The amended law abandons the prior algorithmic discrimination and duty of care framework that characterized the original Colorado AI Act. In doing so, it eliminates the previously central terminology of high-risk artificial intelligence systems, which had served as the trigger for many of the statute's substantive obligations. The legislature's decision to discard this terminology represents more than a semantic adjustment; it reflects a fundamental rethinking of which AI use cases warrant regulatory attention and how those use cases should be defined for compliance purposes.

In place of the high-risk framework, Senate Bill 26-189 focuses compliance obligations on the use of automated decision-making technology (ADMT) in what the statute terms consequential decisions.
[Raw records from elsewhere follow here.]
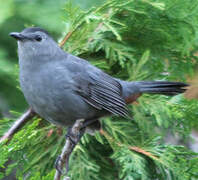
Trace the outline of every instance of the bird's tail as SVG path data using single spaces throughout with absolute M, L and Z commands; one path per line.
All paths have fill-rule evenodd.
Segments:
M 186 87 L 189 86 L 186 83 L 169 81 L 139 81 L 136 83 L 140 93 L 163 94 L 167 96 L 184 93 Z

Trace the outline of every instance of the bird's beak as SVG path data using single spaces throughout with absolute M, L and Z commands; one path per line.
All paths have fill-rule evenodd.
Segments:
M 23 34 L 18 33 L 18 32 L 11 32 L 9 35 L 10 35 L 11 37 L 13 37 L 13 38 L 19 40 L 19 41 L 21 41 L 21 40 L 23 40 L 23 39 L 26 39 L 26 37 L 25 37 Z

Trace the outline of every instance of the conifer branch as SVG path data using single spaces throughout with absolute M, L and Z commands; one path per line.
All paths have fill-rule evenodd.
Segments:
M 56 173 L 54 176 L 54 180 L 60 180 L 61 175 L 63 175 L 63 167 L 66 165 L 66 172 L 65 175 L 67 175 L 69 171 L 69 157 L 74 150 L 76 144 L 80 141 L 82 135 L 84 134 L 84 129 L 82 130 L 83 126 L 83 120 L 77 120 L 75 124 L 72 126 L 70 131 L 68 132 L 68 137 L 66 138 L 65 145 L 62 149 L 61 155 L 57 159 L 56 162 Z M 71 140 L 71 137 L 72 140 Z M 74 142 L 73 142 L 74 141 Z M 70 180 L 69 177 L 66 177 L 65 179 Z
M 19 119 L 15 121 L 15 123 L 12 125 L 12 127 L 3 135 L 3 137 L 0 138 L 0 143 L 5 141 L 5 140 L 11 140 L 13 135 L 19 131 L 25 123 L 29 120 L 32 119 L 36 113 L 30 108 L 28 109 Z M 8 143 L 7 142 L 7 143 Z
M 107 132 L 105 132 L 103 129 L 100 129 L 100 134 L 105 136 L 106 139 L 108 139 L 110 142 L 112 143 L 116 143 L 119 147 L 122 147 L 123 144 L 121 144 L 120 142 L 116 142 L 115 139 L 113 139 Z M 140 148 L 140 147 L 137 147 L 137 146 L 128 146 L 128 148 L 132 151 L 135 151 L 135 152 L 138 152 L 138 153 L 141 153 L 141 154 L 144 154 L 145 156 L 148 156 L 149 158 L 151 159 L 154 159 L 156 161 L 159 161 L 161 162 L 162 164 L 164 164 L 158 157 L 156 157 L 155 155 L 151 154 L 150 152 L 148 151 L 145 151 L 144 149 Z
M 67 42 L 67 40 L 70 38 L 70 36 L 72 35 L 73 31 L 68 32 L 65 37 L 63 38 L 63 40 L 59 43 L 60 47 L 63 47 L 64 44 Z

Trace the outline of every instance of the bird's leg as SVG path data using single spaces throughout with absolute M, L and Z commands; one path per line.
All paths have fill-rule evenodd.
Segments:
M 63 174 L 64 164 L 66 167 L 65 174 L 68 173 L 69 157 L 85 132 L 85 128 L 82 128 L 82 126 L 83 126 L 83 120 L 77 120 L 75 124 L 68 129 L 66 135 L 66 142 L 62 149 L 62 153 L 55 162 L 56 174 L 54 180 L 60 180 L 60 177 Z

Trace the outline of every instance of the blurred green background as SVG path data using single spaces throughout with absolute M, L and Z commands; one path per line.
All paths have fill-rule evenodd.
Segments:
M 75 0 L 72 3 L 86 10 L 104 0 Z M 0 114 L 23 112 L 27 108 L 18 87 L 17 44 L 9 37 L 13 31 L 27 26 L 40 26 L 58 38 L 64 32 L 65 0 L 7 0 L 0 5 Z M 20 103 L 19 103 L 20 102 Z

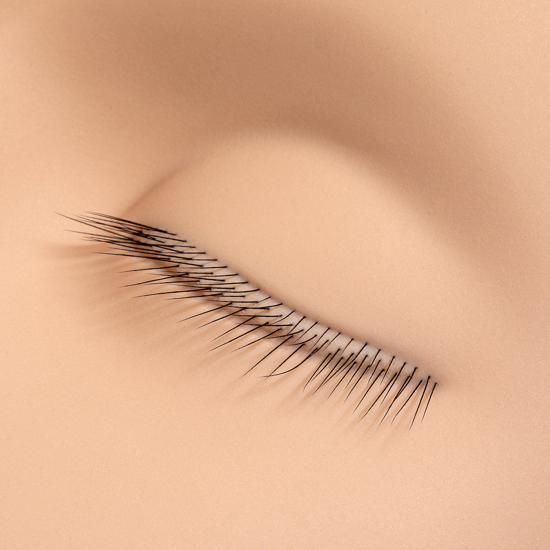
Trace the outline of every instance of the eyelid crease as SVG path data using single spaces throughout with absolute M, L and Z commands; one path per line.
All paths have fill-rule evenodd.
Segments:
M 219 339 L 224 339 L 224 341 L 212 348 L 211 351 L 234 344 L 240 339 L 246 339 L 245 337 L 257 332 L 261 336 L 258 335 L 257 338 L 255 338 L 237 347 L 235 350 L 254 345 L 261 340 L 273 341 L 272 349 L 250 367 L 243 376 L 257 367 L 283 346 L 290 346 L 292 351 L 270 373 L 263 376 L 263 378 L 281 376 L 302 366 L 305 366 L 314 356 L 321 353 L 320 362 L 304 386 L 304 392 L 310 384 L 312 387 L 314 381 L 323 375 L 322 381 L 318 385 L 318 383 L 315 383 L 316 387 L 312 393 L 317 393 L 321 388 L 331 387 L 334 384 L 327 397 L 328 399 L 348 378 L 343 388 L 344 393 L 347 394 L 344 402 L 351 399 L 353 394 L 353 399 L 357 402 L 352 414 L 359 410 L 361 414 L 359 420 L 362 420 L 372 411 L 371 416 L 376 416 L 380 420 L 378 422 L 380 425 L 388 416 L 391 411 L 396 410 L 393 417 L 389 415 L 392 417 L 391 424 L 405 410 L 410 410 L 412 416 L 409 429 L 417 417 L 420 418 L 420 422 L 424 420 L 437 383 L 430 382 L 431 376 L 425 378 L 417 377 L 415 380 L 417 381 L 414 389 L 405 399 L 405 389 L 417 376 L 416 367 L 411 368 L 407 365 L 406 361 L 397 359 L 395 355 L 391 356 L 367 342 L 361 343 L 346 337 L 290 309 L 241 278 L 227 266 L 208 257 L 206 252 L 197 250 L 187 241 L 178 238 L 175 233 L 97 212 L 87 212 L 74 217 L 60 215 L 95 230 L 95 233 L 73 232 L 82 235 L 84 240 L 105 244 L 110 250 L 114 251 L 101 252 L 101 254 L 135 257 L 166 264 L 156 269 L 142 268 L 125 272 L 143 271 L 146 274 L 156 278 L 125 285 L 126 287 L 142 284 L 178 287 L 177 290 L 163 290 L 140 295 L 141 296 L 160 295 L 169 296 L 167 299 L 173 300 L 200 298 L 216 305 L 213 309 L 182 321 L 187 321 L 206 314 L 213 314 L 215 312 L 224 315 L 209 321 L 199 328 L 228 318 L 234 318 L 235 321 L 238 320 L 238 322 L 236 322 L 233 328 L 215 338 L 213 342 Z M 233 331 L 237 331 L 238 336 L 228 336 Z M 308 333 L 310 333 L 309 337 L 304 339 Z M 319 345 L 323 338 L 324 342 Z M 313 340 L 315 341 L 310 343 Z M 291 366 L 296 360 L 298 363 Z M 290 368 L 278 372 L 283 365 L 291 361 L 292 362 L 287 365 Z M 354 367 L 355 372 L 348 378 Z M 348 388 L 360 372 L 361 374 L 348 392 Z M 366 380 L 367 376 L 366 389 L 362 393 L 360 391 L 360 382 Z M 371 394 L 381 376 L 382 378 L 378 386 Z M 383 386 L 387 376 L 389 377 L 388 381 Z M 396 383 L 402 380 L 403 381 L 400 387 L 400 384 Z M 398 389 L 395 389 L 394 386 Z M 369 399 L 367 399 L 367 395 Z M 361 396 L 360 399 L 359 396 Z M 389 405 L 383 408 L 388 396 L 390 396 L 388 402 Z M 377 403 L 379 403 L 377 412 L 375 408 Z M 419 416 L 421 409 L 423 409 L 423 411 Z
This shift will require businesses to revisit how they have catalogued their AI deployments. Tools previously classified under the high-risk rubric may or may not constitute ADMT used in consequential decisions, and conversely, certain systems that escaped scrutiny under the original framework may now fall within scope. Mapping current and planned deployments against the new statutory categories should be an early priority.

Practical preparation should include updating AI governance policies, documentation practices, and risk-management procedures to reflect the ADMT-centered approach. Organizations should review vendor contracts, internal model inventories, and impact-assessment templates to ensure they capture the information needed under the new regime. Cross-functional coordination among legal, compliance, technology, and human resources teams will be essential, particularly where AI tools influence employment, consumer, financial, or other decisions that may qualify as consequential under the amended law.

This update is provided for general informational purposes and does not constitute legal advice. Clients should consult counsel for guidance tailored to their specific circumstances and AI deployments.